Welch’s expressive surfaces bring together narratives and iconographies culled from sources ranging from classical antiquity to modern pop culture and urbanism. His congested bricolages reflect the horror vacui of contemporary commodity culture. This “fear of the empty” expresses itself both in the panoply of materials Welch uses to craft his mosaics—marble, stone, glass, and tile, primarily—and in the resulting compositions.

Black Bacchus (2023), for instance, envisions the ancient Roman god as a person of color. Satyrs, donkeys, and men playing khitaras populate the composition. But the mosaic not merely a revisionist expression of an ancient myth: On the mosaic’s right side, Welch references Pablo Picasso’s Les Demoiselles d’Avignon (1907), a painting famous for its appropriation of the semiotics of African art. The central demoiselle provides a surface within the mosaic for a series of grimacing figures consuming wine and grapes. Bacchus, god of hedonistic excess, becomes a conduit for Welch to explore Modern and contemporary racial politics within art history and cultural production/consumption systems.

Welch also weaves representations of his own memories throughout the mosaics. The Hero Within (2023), for instance, is a self-portrait of his fraught experience growing up biracial in the Midwest. A grinning skeleton emerges from a central figure that’s been bisected, as if cleaved in half top-down. One half of the figure has darker skin, while the other has lighter skin. To its left, a cartoonishly drunken devil holds a paint palette and a set of brushes. On its right, a haloed cherub holds a bottle of wine. Both the devil and the cherub clasp the ropes and chains beleaguering the central figure’s wrists, literalizing a moral and ethical battle between good and evil. Throughout the work, Welch presents references to Edvard Munch’s The Scream (1893), lovers kissing behind windows, and angels falling. This playful mix of codes begets a more serious consideration of displaced peoples and histories.

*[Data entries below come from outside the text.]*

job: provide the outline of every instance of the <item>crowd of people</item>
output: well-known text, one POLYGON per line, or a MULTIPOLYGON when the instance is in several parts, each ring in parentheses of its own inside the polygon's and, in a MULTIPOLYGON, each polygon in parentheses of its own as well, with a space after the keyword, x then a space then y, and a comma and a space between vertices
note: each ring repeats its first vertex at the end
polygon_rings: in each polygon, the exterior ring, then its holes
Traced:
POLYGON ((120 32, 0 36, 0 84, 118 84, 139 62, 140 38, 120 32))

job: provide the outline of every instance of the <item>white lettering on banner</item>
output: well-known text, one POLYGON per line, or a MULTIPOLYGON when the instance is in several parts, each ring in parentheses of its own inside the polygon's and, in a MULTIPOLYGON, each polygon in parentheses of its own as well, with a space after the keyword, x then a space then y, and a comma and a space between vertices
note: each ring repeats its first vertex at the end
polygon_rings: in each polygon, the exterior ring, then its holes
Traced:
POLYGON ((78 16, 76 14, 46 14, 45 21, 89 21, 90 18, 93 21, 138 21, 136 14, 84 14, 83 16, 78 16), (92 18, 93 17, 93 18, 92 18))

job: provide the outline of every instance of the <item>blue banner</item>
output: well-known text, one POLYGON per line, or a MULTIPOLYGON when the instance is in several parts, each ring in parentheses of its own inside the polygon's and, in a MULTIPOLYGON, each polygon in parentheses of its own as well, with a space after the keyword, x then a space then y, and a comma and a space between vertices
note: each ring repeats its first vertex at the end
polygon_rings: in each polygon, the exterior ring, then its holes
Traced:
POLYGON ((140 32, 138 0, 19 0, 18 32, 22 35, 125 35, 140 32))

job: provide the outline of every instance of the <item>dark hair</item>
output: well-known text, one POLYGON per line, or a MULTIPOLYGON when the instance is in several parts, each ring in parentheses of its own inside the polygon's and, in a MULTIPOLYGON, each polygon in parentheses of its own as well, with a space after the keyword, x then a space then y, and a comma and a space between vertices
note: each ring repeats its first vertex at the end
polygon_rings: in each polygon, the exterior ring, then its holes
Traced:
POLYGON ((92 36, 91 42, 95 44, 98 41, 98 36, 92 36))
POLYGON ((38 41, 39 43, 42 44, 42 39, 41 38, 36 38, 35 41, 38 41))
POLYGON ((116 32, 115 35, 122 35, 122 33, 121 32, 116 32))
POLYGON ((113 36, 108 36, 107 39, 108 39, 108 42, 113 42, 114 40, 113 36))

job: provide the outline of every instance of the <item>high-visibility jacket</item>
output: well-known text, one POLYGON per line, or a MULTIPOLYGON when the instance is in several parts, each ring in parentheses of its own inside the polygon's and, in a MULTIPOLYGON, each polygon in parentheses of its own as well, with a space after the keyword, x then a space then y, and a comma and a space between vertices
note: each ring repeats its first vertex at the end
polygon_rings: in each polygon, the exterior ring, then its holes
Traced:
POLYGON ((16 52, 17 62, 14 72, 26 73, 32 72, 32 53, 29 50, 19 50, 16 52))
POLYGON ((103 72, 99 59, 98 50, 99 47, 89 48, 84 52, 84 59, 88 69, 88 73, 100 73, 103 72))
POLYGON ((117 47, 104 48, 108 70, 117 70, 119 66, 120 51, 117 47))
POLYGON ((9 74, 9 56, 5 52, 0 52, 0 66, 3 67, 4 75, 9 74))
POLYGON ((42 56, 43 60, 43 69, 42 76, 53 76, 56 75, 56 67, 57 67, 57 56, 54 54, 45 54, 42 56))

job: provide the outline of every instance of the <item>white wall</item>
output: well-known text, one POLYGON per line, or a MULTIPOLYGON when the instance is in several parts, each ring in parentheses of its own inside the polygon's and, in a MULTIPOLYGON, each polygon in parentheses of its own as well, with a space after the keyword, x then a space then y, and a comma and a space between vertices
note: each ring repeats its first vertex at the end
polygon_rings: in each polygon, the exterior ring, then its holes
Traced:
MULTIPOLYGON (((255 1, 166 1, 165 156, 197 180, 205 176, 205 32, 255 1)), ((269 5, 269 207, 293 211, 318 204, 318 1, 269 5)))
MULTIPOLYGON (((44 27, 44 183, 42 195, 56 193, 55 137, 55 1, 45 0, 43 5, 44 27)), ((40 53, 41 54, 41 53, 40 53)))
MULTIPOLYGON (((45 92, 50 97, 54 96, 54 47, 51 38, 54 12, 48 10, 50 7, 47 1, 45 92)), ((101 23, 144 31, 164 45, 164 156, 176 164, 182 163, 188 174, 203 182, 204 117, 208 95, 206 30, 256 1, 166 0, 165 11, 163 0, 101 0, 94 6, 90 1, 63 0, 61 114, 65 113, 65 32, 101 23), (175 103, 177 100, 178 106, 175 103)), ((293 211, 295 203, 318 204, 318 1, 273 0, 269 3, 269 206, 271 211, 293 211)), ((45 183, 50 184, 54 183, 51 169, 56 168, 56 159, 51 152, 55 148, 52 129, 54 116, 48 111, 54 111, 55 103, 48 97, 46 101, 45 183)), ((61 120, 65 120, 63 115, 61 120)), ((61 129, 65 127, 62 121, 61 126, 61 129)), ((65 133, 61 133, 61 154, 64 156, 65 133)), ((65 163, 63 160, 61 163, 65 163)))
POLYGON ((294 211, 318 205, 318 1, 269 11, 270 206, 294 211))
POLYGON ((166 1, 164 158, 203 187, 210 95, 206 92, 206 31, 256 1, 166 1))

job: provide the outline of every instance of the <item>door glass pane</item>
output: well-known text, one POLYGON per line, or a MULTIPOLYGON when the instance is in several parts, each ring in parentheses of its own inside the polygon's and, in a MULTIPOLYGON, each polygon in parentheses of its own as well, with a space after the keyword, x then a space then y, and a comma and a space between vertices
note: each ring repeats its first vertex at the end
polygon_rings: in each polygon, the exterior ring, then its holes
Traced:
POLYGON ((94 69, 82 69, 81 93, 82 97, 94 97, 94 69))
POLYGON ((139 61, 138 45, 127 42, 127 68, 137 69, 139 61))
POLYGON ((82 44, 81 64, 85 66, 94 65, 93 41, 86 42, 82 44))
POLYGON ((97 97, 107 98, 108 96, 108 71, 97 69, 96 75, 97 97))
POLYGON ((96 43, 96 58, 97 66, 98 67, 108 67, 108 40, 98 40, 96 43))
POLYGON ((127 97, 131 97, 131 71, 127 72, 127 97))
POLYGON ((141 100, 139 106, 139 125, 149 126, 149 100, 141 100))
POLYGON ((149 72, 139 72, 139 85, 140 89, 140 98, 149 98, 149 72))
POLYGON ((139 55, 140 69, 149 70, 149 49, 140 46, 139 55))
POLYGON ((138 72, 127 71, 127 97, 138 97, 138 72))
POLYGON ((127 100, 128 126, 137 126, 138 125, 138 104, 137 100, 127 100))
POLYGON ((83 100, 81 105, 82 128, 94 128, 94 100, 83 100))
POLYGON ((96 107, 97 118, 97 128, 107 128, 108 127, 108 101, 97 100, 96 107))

With a masterful command of his medium, Welch builds surfaces that challenge viewers to reconsider who and what ought to be immortalized in marble and stone. Mosaic has been practiced globally since antiquity, yet Welch notes that its legacy in African art history and culture is often neglected by Western art institutions. Welch addresses this oversight—and the power dynamics which produce it—within his work. Many of Welch’s figures are surrounded by gold glass hand-gilded by the artist in 24 karat gold leaf. Swaths of marble-printed porcelain are humorously scattered amid patterned backgrounds: Welch states that “where I’m from, all the marble was fake.” Welch’s material polyphony conjures the dizzying cacophony of intersecting semiotic systems and histories—what Welch refers to as a “black hole of nostalgia.”

Cameron Welch (b 1990, Indianapolis, IN; lives and works in Brooklyn, New York) graduated with an MFA from Columbia University, New York in 2016. Welch's work has been exhibited at Yossi Milo Gallery, New York, NY; Gagosian Gallery; Kavi Gupta Gallery, Chicago, IL; Rental Gallery, East Hampton, NY; Harper’s Books, East Hampton, NY; Jack Hanley Gallery, New York, NY; Jenkins Johnson Gallery, San Francisco, CA; Carl Kostyàl Gallery, Malmö, Sweden; and the Kunsthal KAdE, Amersfoort, Netherlands, among others. His work is included in the collection of The Museum of Art at the Rhode Island School of Design.